第5章 いざ高専へ
「そう、だったの」
「お願い、夕凪、呪術師はやめて。あなたはお父様が生きたことの唯一の証なの。骨も何も残らなかったけど、お母様に夕凪だけ残してくれたの。あなただけがお父様の形見なの」
「……」
お母様の顔は見なくてもわかる。声でわかる。多分泣いてる。あたしも話を聞きながら目の縁にたまった涙の粒が今こぼれ落ちた。
お母様は見える側の人間だが術式は使えない。窓をやっていて呪術師だったお父様と偶然、出会ったらしい。
すぐに恋に落ちて、お母様の両親は呪術師なんて危険な仕事をする男との交際など許さないと反対し、駆け落ち同然でお父様と結婚したらしい。
だからか。お父様が亡くなったときお母様は本当にひとりぼっちで頼るところがなかったと言っていた。お父様方の親戚はいるにはいるが、遠方に住んでいて生きているのはお祖母様だけだ。
あたしの術式はお父様と同じで、尊家にたまに生まれる特有の術式。だから、あたしの命はあたしが生きることはお母様にとってはお父様の遺伝子が生きること。

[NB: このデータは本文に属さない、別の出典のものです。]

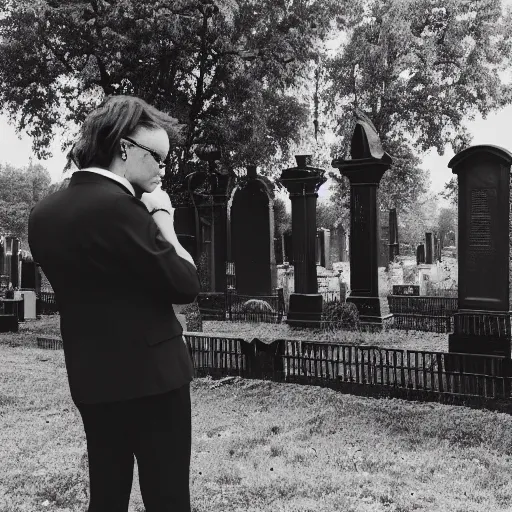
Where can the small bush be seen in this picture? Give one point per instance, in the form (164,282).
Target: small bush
(337,315)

お母様の話を聞いて心が揺らぐ。揺らがないわけがない。
でも……
「お母様ごめんなさい。親不孝な娘でごめんなさい。夕凪を許してください。悟くんが、五条悟が高専で待ってるの」
「へ?」
「悟くんが、いてほしいって、あたしに。そばで俺を見ててほしいって、そう言うの」
「坊っちゃまが、夕凪に、いてほしい?」
「うん、あぁ、あ、別にそんな何もお母様が心配するような関係じゃないよ、違う、違うんだけど、ほら、長く一緒にいたでしょ? だからこき使いたいんじゃないかな? 靴下が片方ないけどどこだよ! とかそういうの、アハハ」
冗談でごまかそうとしたけど、お母様の目は真剣だ。あたしの目をじっと見つめている。